Do correct me if I am wrong.
Ansible
Ansible looks interesting. It seems rather bottom-up, first introducing a way to remotely execute commands on hosts, which you can then later extend/automate to manage the host configurations. It uses SSH for transport, and its reason-to-be made me want to look at it.
My ventures into the Ansible domain are not over yet, but I've put them on hold. First of all, it's not yet packaged for Debian (Ubuntu-PPA packages work on Debian squeeze and wheezy).
Second, I was put off a bit by its gratuitous use of the shell to run commands, as well as other design decisions.
Check this out: there are modules for the remote execution of
commands, namely "shell", "command", and "raw". The shell modules
should be self-explanatory; the command module
provides some idempotency, such as not running the command if a
file exists (or not).
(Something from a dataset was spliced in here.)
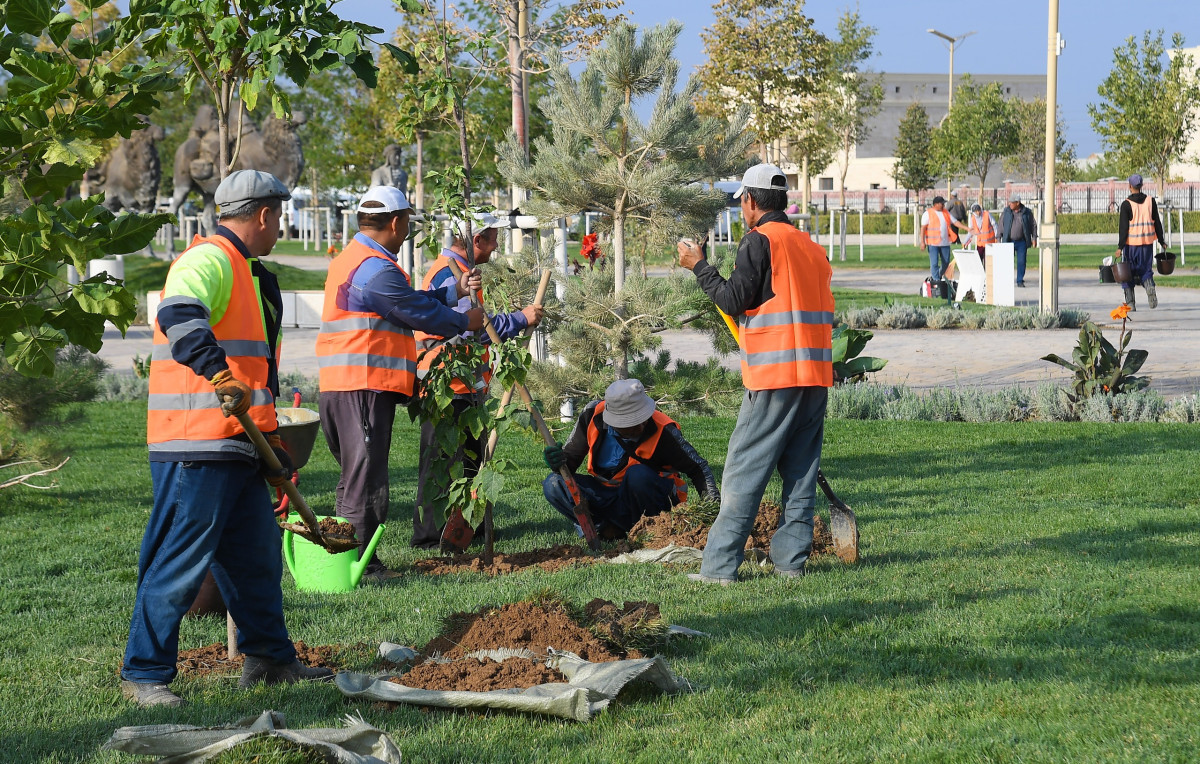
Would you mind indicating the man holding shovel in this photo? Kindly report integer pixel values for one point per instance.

To do this, it creates a Python script in
/tmp on the target… and then executes that like
so:
$SHELL -c /tmp/ansible/ansible-1350291485.22-74945524909437/command
Correct me if I am wrong, but there is zero need for this shell indirection. My attempts at finding an answer on IRC were met by user "daniel_hozac" with a reason along the lines of "it's needed, believe me", and on the mailing list, I am told that only the shell can execute a script by parsing the interpreter line at the top of the module.
Finally, the raw execution module also executes using the shell…
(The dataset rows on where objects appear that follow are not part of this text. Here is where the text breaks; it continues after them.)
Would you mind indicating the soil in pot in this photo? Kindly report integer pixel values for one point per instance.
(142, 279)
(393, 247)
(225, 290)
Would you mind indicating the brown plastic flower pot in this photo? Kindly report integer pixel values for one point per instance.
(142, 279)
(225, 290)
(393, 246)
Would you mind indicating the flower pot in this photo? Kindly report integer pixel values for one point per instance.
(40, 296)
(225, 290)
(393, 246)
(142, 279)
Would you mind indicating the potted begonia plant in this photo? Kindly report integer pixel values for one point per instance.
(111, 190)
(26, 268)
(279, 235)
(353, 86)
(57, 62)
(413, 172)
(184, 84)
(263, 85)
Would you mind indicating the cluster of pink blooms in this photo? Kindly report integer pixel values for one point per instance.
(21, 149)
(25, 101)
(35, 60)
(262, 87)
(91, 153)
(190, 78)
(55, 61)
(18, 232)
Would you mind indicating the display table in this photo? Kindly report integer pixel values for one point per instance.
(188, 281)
And there a few other design decisions that I can't quite
explain, around the command-line switch --sudo — see
the aforementioned message…
In short: running a command like
ansible -v arnold.madduck.net -a "/usr/bin/apt-get update" --sudo
does not invoke apt-get with sudo, as
one might like; it invokes the shell that runs the Python script
that runs the command. Effectively therefore, you need to allow
sudo shell execution, and for proper automation, this
has to be possible without a password. And then you might just as
well allow root logins again.
The author seems to think that "core behaviour" is that sudo allows all execution and that limiting the commands to run is not a use-case that Ansible will support. Apparently, I was the first to ever suggest this.
There are always ways around (e.g. skip --sudo and
just use sudo … as the command, simply ignore the
useless shell invocation and trust that your machine can handle it,
but when such design decisions remain incomprehensible and get
defended by the project people, then I am hesitant to invest more
time on principle.
Salt
Finally, I've looked at Salt, which is what I've spent most time on so far. From the discussions I started on host targeting and data collection, it soon became apparent that Salt is very thin and flexible, and that the user community is accomodating.
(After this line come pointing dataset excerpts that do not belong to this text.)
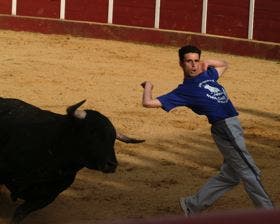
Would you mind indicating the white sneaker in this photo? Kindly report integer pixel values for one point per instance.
(185, 208)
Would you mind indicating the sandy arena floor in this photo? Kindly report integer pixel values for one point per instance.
(53, 72)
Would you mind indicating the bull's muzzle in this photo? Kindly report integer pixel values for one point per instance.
(110, 167)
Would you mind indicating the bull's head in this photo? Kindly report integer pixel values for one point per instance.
(102, 137)
(98, 136)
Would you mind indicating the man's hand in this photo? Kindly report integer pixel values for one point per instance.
(147, 99)
(147, 84)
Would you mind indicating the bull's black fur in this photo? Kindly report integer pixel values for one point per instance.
(41, 151)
Unfortunately, Salt does not use SSH, but at least it reuses existing functionality (ZeroMQ). As opposed to the push/pull model, Salt "minions" interestingly maintain a persistent connection to the server (which is not yet very stable), and while non-root usage is still not unproblematic, at least there has already been work done in this direction.
I think I will investigate Salt more as it does look like it can do what I want. The YAML-based syntax does seem a bit brittle, but it's the best I've found so far.